Liz noticed that the CIA man was losing weight, though not much – his suit was a little looser at the shoulders than it once would have been, but his buttoned-up jacket did his bulging midriff no favours.
They’d all sat down and waited awkwardly while Daisy brought in a tray of coffee.
‘Don’t bother, Daisy,’ said Liz. ‘I’ll pour it out.’ As she reached forward to pour out the coffee, she’d noticed that Bokus was already drumming his thumbs on the arms of his chair impatiently.
When the coffee was poured, Fane said, ‘Elizabeth, why don’t you bring us all up to date?’
Liz had been startled by how rude the two men were being to Martin.
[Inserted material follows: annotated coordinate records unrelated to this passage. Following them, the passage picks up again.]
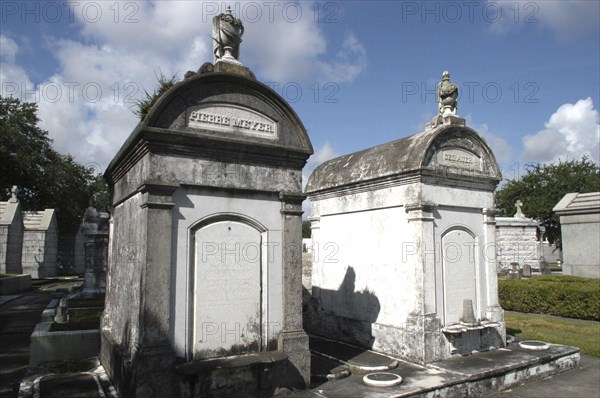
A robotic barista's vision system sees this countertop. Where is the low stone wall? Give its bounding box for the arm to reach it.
[0,275,31,295]
[29,322,100,366]
[29,299,100,366]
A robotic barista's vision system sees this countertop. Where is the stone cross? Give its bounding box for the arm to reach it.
[513,199,525,218]
[10,185,19,203]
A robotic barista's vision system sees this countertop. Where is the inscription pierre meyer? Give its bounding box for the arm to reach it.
[444,153,473,164]
[188,106,277,138]
[435,148,481,169]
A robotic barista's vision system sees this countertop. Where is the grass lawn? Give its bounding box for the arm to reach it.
[504,311,600,357]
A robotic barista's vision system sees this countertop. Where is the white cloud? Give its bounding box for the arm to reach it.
[0,35,19,63]
[0,35,33,98]
[482,0,600,41]
[521,97,600,163]
[0,1,366,173]
[302,141,339,219]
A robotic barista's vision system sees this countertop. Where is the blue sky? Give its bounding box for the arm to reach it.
[0,0,600,183]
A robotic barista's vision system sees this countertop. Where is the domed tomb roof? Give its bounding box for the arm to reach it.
[306,124,502,195]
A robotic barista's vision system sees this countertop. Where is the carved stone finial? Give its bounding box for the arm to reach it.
[213,6,244,65]
[437,71,458,117]
[9,185,19,203]
[425,71,466,130]
[513,199,525,218]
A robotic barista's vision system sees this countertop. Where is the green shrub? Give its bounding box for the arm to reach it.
[498,275,600,321]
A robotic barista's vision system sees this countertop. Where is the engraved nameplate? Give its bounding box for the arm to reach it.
[435,148,481,170]
[188,105,278,139]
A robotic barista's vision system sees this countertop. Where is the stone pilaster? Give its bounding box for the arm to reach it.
[278,192,310,387]
[480,209,504,322]
[140,183,179,346]
[405,203,436,315]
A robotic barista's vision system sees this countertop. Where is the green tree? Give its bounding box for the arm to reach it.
[496,156,600,247]
[0,96,102,231]
[133,71,177,120]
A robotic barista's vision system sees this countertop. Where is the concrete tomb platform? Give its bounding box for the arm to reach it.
[298,337,579,398]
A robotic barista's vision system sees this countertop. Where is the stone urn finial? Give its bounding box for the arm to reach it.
[437,71,458,117]
[9,185,19,203]
[213,6,244,65]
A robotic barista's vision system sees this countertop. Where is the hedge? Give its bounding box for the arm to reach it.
[498,275,600,321]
Bokus hadn’t even acknowledged his presence when she’d introduced him and now Fane was behaving as if he wasn’t there. But she made no comment and proceeded to summarise the situation. When she finished there was a heavy silence.
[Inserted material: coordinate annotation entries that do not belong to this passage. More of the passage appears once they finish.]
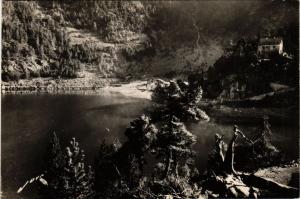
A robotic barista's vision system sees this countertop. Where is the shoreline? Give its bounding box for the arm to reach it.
[1,78,152,100]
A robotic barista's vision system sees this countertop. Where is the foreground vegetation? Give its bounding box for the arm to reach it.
[18,78,298,199]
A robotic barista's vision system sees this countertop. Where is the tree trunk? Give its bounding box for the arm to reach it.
[165,149,173,178]
[224,133,237,173]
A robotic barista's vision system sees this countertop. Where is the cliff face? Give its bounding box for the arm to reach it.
[2,1,298,80]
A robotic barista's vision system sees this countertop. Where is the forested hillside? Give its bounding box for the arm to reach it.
[2,1,298,81]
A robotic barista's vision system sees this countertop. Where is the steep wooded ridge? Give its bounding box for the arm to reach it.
[2,1,298,81]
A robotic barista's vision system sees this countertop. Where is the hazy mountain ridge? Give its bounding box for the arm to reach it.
[2,1,298,80]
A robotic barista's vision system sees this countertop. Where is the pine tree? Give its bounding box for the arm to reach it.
[45,132,64,198]
[60,138,94,199]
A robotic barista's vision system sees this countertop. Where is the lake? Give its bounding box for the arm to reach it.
[1,93,299,199]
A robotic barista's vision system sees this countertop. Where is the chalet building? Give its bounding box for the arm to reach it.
[257,37,283,57]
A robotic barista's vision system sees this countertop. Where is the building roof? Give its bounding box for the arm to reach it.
[258,37,282,45]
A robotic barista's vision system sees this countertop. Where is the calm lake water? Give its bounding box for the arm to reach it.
[1,93,299,199]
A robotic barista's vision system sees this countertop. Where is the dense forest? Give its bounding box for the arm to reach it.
[2,1,298,81]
Bokus said gruffly, ‘You mean to tell me, you got five bad guys – I mean
really
bad guys – right within your sights, and you want to let them come on here to do God knows what?’ He was staring at Liz and sounded incredulous.
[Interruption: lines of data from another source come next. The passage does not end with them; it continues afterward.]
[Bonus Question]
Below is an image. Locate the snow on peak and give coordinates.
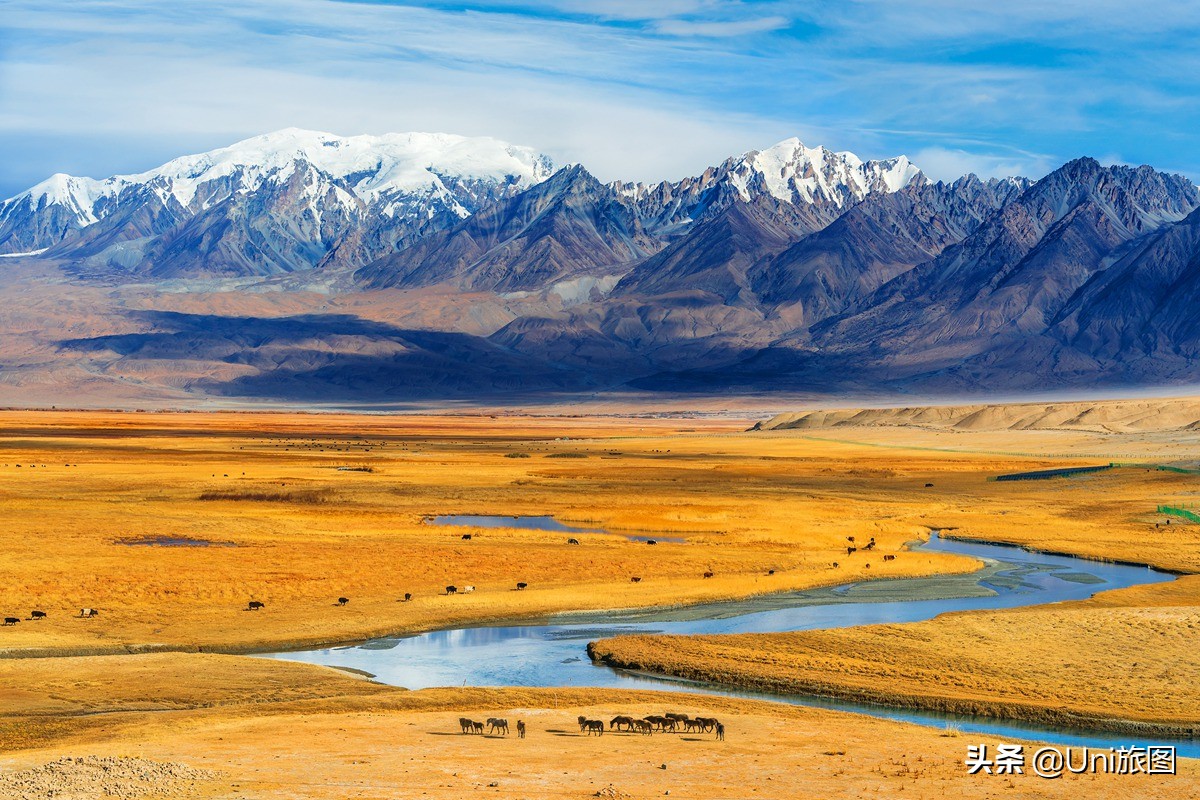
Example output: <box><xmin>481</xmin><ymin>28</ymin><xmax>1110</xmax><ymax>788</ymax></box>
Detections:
<box><xmin>730</xmin><ymin>137</ymin><xmax>920</xmax><ymax>206</ymax></box>
<box><xmin>5</xmin><ymin>128</ymin><xmax>554</xmax><ymax>224</ymax></box>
‘We don’t have any intention of letting them do anything. Nor do the French.’
‘No. We certainly do not,’ said Martin Seurat.
Bokus ignored him – it was Liz he was going for. He said in the folksy voice Liz had always been wary of, ‘Listen, I’m just a country boy from Ohio. Sometimes I get a little lost if anything gets too complicated. But we used to say back home that a bird in the hand beats two birds in the bush any old day.’
‘Did you really say that?’ Seurat asked with feigned innocence, and Liz just managed not to laugh. She noted that Fane was staying quiet.
For a brief moment Bokus’s eyes flashed, but he stuck to his Huck Finn persona. ‘We sure did,’ he said, still looking only at Liz. ‘And I’m thinking it applies here pretty well. Why risk losing these guys if we can pick ’em up easier than a bird dog grabs a grouse?’
‘Why indeed?’ muttered Fane.
Liz was about to reply when Seurat broke in. He said simply, ‘Here is why.’ He looked at Bokus with a steeliness Liz had never seen before. ‘The initial information in this case came from you, the Americans. Believe me, we are all grateful for that. And then, the focus shifted to here in the United Kingdom – this man Jackson appeared, and we learned that these British Yemenis are on their way to this country, almost certainly to commit an atrocity.
‘But the fact remains, they are meeting first in Paris. And we believe they were originally considering Paris as the target of their operation – whatever this operation is.’
‘Not any more—’ Bokus started to say. Seurat held up a hand and the American stopped.